Bissexual: indivíduo que se sente atraído em sua orientação afetiva ou sexual tanto por homens quanto por mulheres.

Cisgênero: refere-se à identidade de quem se identifica com o gênero que lhe foi atribuído em seu nascimento.

Drag Queen / Drag King: trata-se da pessoa que constrói um personagem do sexo oposto, geralmente com cunho artístico.

Expressão de gênero: é a forma como a pessoa manifesta sua identidade em público. Por meio de uma construção social, está atribuído a aparência, vestimentas, corte de cabelo e comportamento, ligados diretamente ao padrão de masculino e feminino.

Gay: homens que se sentem atraídos sexual ou afetivamente por outros homens.

Gênero fluido: indivíduo que pode se entender como homem ou como mulher, de acordo com momentos de vida, das situações e pode transitar entre outras identidades de gênero.

Identidade de gênero: trata-se da maneira que o indivíduo se sente como pessoa social. Refere-se a como a pessoa se identifica a partir de seu gênero.

Intersexual: em substituição ao termo hermafrodita, o intersexual define o indivíduo que, por uma questão genética, nasceu com características femininas e masculinas, como por exemplo, aparelhos reprodutores e genitálias.

Lésbica: trata-se da mulher que sente-se atraída afetiva ou sexualmente por outras mulheres.

Orientação sexual (ou afetiva): refere-se ao desejo do indivíduo de relacionar-se sexualmente ou afetivamente com outras pessoas.

Pansexual: refere-se a pessoa que se sente atraída romanticamente ou sexualmente por qualquer identidade de gênero ou sexo.
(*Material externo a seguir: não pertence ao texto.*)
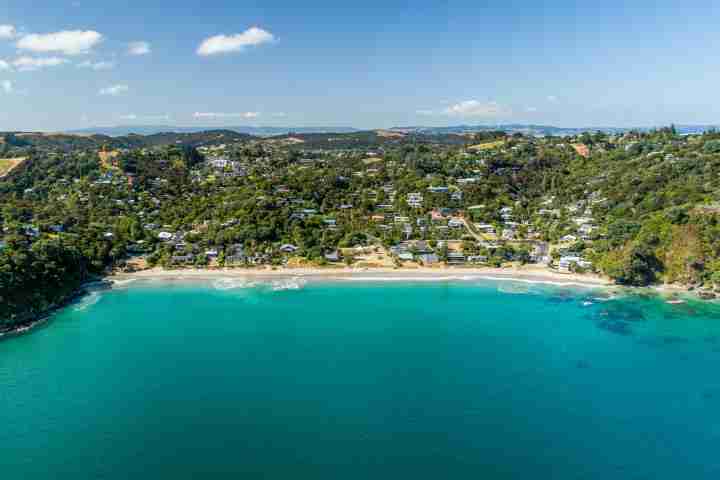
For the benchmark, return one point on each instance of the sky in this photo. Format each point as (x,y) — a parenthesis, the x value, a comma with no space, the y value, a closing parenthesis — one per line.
(371,64)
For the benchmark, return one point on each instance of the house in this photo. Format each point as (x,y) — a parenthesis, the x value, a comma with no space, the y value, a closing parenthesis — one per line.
(566,262)
(235,254)
(508,234)
(485,228)
(581,149)
(456,258)
(333,256)
(415,200)
(183,258)
(428,258)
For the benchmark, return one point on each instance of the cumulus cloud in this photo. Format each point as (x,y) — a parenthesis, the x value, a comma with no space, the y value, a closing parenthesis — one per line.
(234,43)
(7,31)
(68,42)
(212,115)
(138,48)
(475,108)
(144,118)
(97,66)
(30,64)
(114,90)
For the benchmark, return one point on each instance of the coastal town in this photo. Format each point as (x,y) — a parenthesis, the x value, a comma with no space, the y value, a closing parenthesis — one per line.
(382,199)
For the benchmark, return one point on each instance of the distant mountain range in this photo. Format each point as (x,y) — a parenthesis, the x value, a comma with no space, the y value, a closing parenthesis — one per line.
(527,129)
(121,131)
(545,130)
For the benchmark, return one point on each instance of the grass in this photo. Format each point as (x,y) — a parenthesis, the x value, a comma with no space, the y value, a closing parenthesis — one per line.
(7,164)
(488,145)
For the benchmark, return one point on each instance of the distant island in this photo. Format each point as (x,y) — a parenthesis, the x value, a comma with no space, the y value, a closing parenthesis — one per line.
(526,129)
(632,207)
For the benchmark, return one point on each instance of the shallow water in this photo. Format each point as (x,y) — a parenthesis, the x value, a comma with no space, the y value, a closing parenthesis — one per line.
(356,380)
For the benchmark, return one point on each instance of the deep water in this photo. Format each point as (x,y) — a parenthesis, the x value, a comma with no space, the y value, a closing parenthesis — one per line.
(356,380)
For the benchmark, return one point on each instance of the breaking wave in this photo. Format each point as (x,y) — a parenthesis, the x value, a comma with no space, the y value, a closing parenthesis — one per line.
(224,284)
(288,284)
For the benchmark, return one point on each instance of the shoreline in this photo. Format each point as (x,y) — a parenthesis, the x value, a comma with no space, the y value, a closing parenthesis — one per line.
(524,274)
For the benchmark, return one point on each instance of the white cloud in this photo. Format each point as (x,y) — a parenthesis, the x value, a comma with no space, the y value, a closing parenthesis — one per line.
(30,64)
(138,48)
(101,65)
(234,43)
(114,90)
(474,108)
(7,31)
(212,115)
(144,118)
(68,42)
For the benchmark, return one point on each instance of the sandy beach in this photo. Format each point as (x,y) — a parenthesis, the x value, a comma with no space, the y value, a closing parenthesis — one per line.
(533,274)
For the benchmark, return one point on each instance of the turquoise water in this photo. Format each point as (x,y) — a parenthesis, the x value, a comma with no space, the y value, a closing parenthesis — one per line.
(363,380)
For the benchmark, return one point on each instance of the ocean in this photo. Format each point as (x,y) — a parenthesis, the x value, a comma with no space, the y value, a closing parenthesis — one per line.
(364,380)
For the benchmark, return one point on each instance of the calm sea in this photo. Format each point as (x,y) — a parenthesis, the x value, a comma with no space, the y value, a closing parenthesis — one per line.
(360,380)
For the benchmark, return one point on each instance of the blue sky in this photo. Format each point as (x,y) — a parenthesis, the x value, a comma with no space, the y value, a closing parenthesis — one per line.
(71,64)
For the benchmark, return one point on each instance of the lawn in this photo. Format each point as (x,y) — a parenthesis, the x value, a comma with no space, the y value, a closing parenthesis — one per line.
(7,164)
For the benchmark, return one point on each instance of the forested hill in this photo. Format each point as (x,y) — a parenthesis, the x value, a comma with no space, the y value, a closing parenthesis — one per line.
(69,142)
(639,207)
(342,140)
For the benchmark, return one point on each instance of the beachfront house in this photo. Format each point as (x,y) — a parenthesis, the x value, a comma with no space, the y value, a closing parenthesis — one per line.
(333,256)
(288,248)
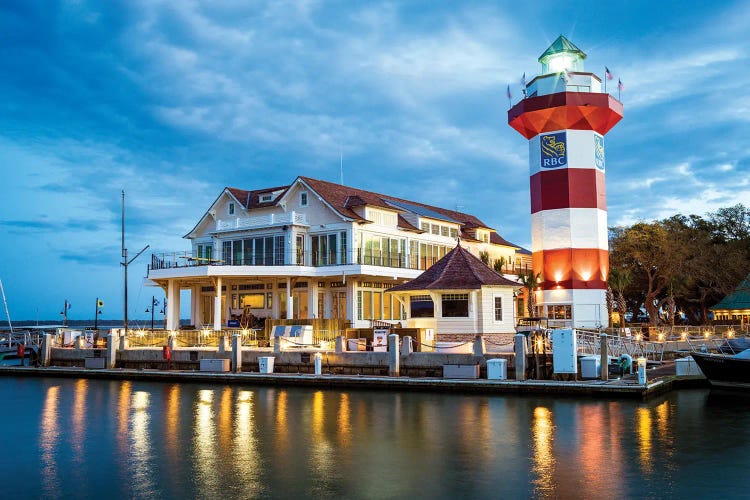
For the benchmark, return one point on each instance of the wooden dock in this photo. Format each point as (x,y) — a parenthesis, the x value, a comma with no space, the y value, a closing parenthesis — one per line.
(611,389)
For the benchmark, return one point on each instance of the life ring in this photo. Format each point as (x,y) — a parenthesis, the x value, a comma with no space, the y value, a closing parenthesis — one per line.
(626,362)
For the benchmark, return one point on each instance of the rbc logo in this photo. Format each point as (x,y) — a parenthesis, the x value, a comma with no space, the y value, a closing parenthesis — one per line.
(554,152)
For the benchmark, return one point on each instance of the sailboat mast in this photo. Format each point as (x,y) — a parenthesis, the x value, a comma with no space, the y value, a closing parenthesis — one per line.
(7,314)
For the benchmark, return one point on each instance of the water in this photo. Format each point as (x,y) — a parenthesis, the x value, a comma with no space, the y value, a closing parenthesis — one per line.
(90,438)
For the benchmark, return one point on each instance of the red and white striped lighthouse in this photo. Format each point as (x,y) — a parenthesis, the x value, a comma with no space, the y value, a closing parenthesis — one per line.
(565,116)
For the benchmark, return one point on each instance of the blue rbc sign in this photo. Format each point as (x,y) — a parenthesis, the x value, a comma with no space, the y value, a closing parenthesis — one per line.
(554,153)
(599,151)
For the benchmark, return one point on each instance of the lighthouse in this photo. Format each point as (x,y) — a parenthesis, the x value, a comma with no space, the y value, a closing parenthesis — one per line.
(565,115)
Queer: anteriormente usada para ofender a comunidade LGBTQIA+, o termo foi apropriado pela comunidade para indicar pessoas que não se encaixam na heterocisnormatividade (padrão).
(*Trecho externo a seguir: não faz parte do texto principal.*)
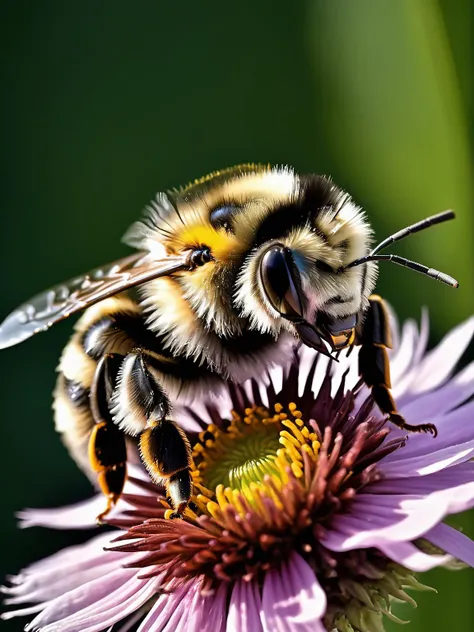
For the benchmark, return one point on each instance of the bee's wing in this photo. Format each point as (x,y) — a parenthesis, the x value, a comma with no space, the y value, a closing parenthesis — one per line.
(49,307)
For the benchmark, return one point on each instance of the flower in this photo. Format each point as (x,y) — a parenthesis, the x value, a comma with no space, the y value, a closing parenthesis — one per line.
(309,511)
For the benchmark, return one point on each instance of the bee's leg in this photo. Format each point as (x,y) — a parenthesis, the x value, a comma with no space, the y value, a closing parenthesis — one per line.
(374,368)
(164,447)
(107,448)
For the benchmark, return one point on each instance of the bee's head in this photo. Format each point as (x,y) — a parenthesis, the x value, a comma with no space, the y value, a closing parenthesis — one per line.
(293,277)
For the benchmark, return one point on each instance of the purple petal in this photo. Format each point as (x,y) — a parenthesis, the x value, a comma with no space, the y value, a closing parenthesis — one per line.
(417,460)
(244,608)
(402,358)
(406,554)
(114,607)
(439,363)
(78,516)
(184,609)
(453,542)
(64,571)
(81,598)
(374,519)
(292,599)
(445,398)
(424,485)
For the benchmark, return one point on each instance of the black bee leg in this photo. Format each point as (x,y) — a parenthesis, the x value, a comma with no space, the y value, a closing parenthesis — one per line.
(164,447)
(107,449)
(374,367)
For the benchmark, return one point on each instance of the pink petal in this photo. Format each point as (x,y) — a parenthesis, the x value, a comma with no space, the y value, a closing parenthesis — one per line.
(439,363)
(375,519)
(104,612)
(81,515)
(207,613)
(244,609)
(164,607)
(81,598)
(402,358)
(419,461)
(430,405)
(66,570)
(410,557)
(453,542)
(292,599)
(424,485)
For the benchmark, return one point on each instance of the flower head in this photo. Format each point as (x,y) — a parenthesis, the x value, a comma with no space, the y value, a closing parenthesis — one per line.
(309,512)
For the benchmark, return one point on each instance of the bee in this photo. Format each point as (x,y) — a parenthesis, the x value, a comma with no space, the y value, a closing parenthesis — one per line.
(230,273)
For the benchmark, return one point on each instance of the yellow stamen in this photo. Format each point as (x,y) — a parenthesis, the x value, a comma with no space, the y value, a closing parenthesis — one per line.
(252,459)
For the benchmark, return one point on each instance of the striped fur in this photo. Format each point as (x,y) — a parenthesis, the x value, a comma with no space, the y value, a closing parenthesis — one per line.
(196,328)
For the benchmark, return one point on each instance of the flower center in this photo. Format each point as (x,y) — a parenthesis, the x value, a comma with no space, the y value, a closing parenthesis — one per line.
(252,452)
Sexualidade: é geralmente relacionada à genética binária de masculino ou feminino. Ou seja: homem e mulher. No entanto, há diversas formas de expressar-se sexualmente que envolvem, inclusive, a orientação sexual ou afetiva particular a cada indivíduo.
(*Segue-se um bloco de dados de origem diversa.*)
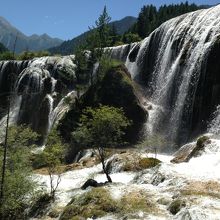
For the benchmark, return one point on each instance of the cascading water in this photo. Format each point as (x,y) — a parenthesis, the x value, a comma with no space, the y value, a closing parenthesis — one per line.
(38,85)
(172,62)
(214,126)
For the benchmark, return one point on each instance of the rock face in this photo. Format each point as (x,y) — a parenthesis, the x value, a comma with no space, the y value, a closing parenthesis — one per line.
(36,88)
(178,64)
(115,89)
(185,153)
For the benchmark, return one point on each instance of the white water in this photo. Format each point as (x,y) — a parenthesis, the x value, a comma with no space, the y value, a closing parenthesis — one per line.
(177,176)
(176,52)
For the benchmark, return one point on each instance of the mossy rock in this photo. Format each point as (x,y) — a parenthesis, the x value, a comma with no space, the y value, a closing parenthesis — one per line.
(115,89)
(146,163)
(98,202)
(40,206)
(201,141)
(93,204)
(176,206)
(141,164)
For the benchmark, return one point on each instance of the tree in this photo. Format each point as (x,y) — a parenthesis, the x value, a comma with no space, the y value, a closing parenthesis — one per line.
(18,185)
(101,128)
(99,38)
(52,158)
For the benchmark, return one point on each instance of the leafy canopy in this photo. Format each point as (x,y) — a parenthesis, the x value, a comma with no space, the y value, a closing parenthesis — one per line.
(101,127)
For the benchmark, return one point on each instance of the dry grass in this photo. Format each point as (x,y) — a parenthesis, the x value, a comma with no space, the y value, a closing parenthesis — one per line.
(98,202)
(204,189)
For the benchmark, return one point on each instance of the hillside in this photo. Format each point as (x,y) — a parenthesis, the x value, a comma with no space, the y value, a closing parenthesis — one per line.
(2,48)
(8,35)
(67,47)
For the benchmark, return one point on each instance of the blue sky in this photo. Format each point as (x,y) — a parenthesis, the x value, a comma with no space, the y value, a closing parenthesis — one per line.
(68,18)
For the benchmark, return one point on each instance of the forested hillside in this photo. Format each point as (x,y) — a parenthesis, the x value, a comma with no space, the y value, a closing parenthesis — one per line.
(130,29)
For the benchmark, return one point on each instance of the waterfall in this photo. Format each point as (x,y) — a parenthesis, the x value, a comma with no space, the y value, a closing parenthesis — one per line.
(214,126)
(36,88)
(172,64)
(62,107)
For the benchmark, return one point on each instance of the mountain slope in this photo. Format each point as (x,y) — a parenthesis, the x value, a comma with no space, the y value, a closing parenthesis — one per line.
(2,48)
(67,47)
(8,35)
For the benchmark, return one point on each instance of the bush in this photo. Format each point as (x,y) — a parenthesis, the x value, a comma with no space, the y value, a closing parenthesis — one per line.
(7,55)
(201,141)
(98,202)
(140,164)
(38,207)
(93,204)
(18,186)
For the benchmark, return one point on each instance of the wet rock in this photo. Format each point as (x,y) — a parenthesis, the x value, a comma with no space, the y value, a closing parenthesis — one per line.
(157,179)
(194,149)
(194,214)
(176,206)
(93,183)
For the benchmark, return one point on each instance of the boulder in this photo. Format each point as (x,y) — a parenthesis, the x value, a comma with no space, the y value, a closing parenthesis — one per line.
(194,149)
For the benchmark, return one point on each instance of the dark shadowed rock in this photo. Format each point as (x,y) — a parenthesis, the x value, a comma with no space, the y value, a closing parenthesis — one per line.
(194,149)
(92,183)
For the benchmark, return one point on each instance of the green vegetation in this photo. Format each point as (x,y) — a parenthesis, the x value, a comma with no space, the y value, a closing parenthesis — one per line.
(7,55)
(2,48)
(18,186)
(140,164)
(98,202)
(113,88)
(101,128)
(150,17)
(176,206)
(51,158)
(26,55)
(201,141)
(129,29)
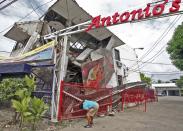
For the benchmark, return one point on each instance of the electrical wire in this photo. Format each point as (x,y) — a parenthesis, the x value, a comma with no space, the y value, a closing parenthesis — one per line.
(28,14)
(160,51)
(145,62)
Transexual / Transgênero: refere-se à pessoa que não se identifica com o gênero que lhe foi designado em seu nascimento. O transgênero pode ser, ainda, binário (que se entende como o gênero oposto ao que foi atribuído quando nasceu) ou não binário: que não se identifica com o gênero designado em seu nascimento e tampouco com o gênero oposto ao seu. Não necessariamente uma pessoa transgênero faz a cirurgia de redesignação sexual ou qualquer modificação em seu corpo, pois se trata de uma escolha particular.

Travesti: grande parte da comunidade LGBTQIA+ entende que a travesti (tratada sempre no feminino) tenha sido designada em seu nascimento como do gênero masculino, mas tome hormônios, vista-se com características atribuídas ao feminino, mas não fazem a cirurgia de redesignação sexual.

Conquistas e formas de liberdade

No Brasil, desde 2011, a união civil entre casais do mesmo sexo foi concedida por meio de uma jurisprudência. O casamento homoafetivo, legalizado em nosso país, da mesma maneira, passou a valer em maio de 2013 e ainda hoje, alguns cartórios ilegalmente tentam se recusar a realizá-los.

Da mesma forma, o nome social para transexuais e travestis só foi aceito em unidades escolares ― desde a educação básica, por meio de uma resolução do então Ministro da Educação, Mendonça Filho, em janeiro de 2018. Sabemos que ainda há muitas conquistas a ser feitas.

Recentemente, discussões sobre doação de sangue, multiparentalidade e adoção foram reabertas no Brasil e liberadas também por meio de jurisprudência, com base em casos de sucesso na justiça brasileira. Resta torcer contra o preconceito e para que o respeito sempre prevaleça entre todos. Vamos celebrar!